Historisches Treffen

In der 31000 Einwohner zählenden Kleinstadt Otavalo im Norden Ecuadors beginnt am heutigen Donnerstag ein weiteres Gipfeltreffen der Bolivarischen Allianz für die Völker Unseres Amerikas (ALBA). Zwar hatten auch frühere Konferenzen der momentan acht Mitgliedsstaaten wenig mit den von Tausenden Polizisten beschützten Zusammenkünften von Spitzenpolitikern etwa der G20 oder der EU gemein. Aber diesmal sind ausdrücklich rund 300 Vertreter der indigenen und afroamerikanischen Gemeinden eingeladen, mit den Staatschefs über ihre Probleme und Forderungen zu diskutieren. Wie Ecuadors Ministerin für Völker, soziale Bewegungen und Bürgerbeteiligung, Alexandra Ocles, erläutert, soll aus den Beratungen eine Kommission der von ihren Gemeinden gewählten Vertreter der Indígenas aus den ALBA-Staaten entstehen. An deren Wünschen und Vorstellungen können sich die nationalen Regierungen in ihrer Ethnienpolitik »wie an einem Wegweiser« orientieren, erklärte Ocles gegenüber der kubanischen Agentur Prensa Latina.

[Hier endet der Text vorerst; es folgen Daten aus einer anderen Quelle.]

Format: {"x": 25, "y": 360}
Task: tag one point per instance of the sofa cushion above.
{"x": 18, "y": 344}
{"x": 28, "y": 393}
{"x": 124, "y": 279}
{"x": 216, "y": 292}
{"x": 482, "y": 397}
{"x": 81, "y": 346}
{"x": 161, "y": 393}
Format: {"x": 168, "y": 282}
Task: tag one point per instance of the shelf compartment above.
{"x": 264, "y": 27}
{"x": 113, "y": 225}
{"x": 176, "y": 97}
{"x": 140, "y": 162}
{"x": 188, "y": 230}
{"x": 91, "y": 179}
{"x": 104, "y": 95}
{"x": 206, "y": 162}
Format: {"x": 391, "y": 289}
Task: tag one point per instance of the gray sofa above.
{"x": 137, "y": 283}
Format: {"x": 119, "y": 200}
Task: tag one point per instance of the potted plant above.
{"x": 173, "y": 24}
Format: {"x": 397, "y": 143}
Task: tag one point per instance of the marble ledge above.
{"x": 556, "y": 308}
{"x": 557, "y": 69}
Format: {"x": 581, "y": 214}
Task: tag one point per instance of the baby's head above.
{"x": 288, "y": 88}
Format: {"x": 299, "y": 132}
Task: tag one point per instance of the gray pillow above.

Venezuelas Ministerin für die indigenen Völker, Nicia Maldonado, hob hervor, daß bei dem Treffen die Vertreter der »über Jahrhunderte marginalisierten« Völker gleichberechtigt mit den Regierungschefs der antiimperialistischen Staatengemeinschaft beraten können, darunter »lebenswichtige Themen wie die Interkulturalität der öffentlichen Verwaltung«. So sei Venezuela ein multiethnisches Land, in dem rund 40 eingeborene Völker leben. »Es mußten fünf Jahrhunderte vergehen, bis unsere historisch ausgegrenzten Völker nun mit den lateinamerikanischen und karibischen Präsidenten über ihre Sorgen und Ideen für eine Entwicklung in Harmonie mit der Natur sprechen können«, unterstrich die Ministerin.

Mit dem Gipfeltreffen versuchen die linken Regierungen der Region, die ­Initiative zurückzugewinnen. Mit der 1999 verabschiedeten neuen Verfassung Venezuelas und später den Grundgesetzen Boliviens und Ecuadors wurden den indigenen Völker Lateinamerikas erstmals in den wichtigsten Gesetzen ihrer Länder Rechte eingeräumt, die ihnen über Jahrhunderte verweigert wurden. Doch aus der ersten Freude über diese historische Anerkennung ist längst die Forderung nach einer konkreten Umsetzung geworden. So garantiert die venezolanische Verfassung den Indígenas Autonomierechte in den von ihnen bewohnten Gebieten, aber auch mehr als ein Jahrzehnt nach Inkrafttreten der Magna Charta ist in vielen Fällen noch immer unklar, wo deren Grenzen sind. Das führt gerade bei Infrastrukturprojekten immer wieder zu Konflikten, weil die indigenen Gemeinden ihre Rechte verletzt sehen.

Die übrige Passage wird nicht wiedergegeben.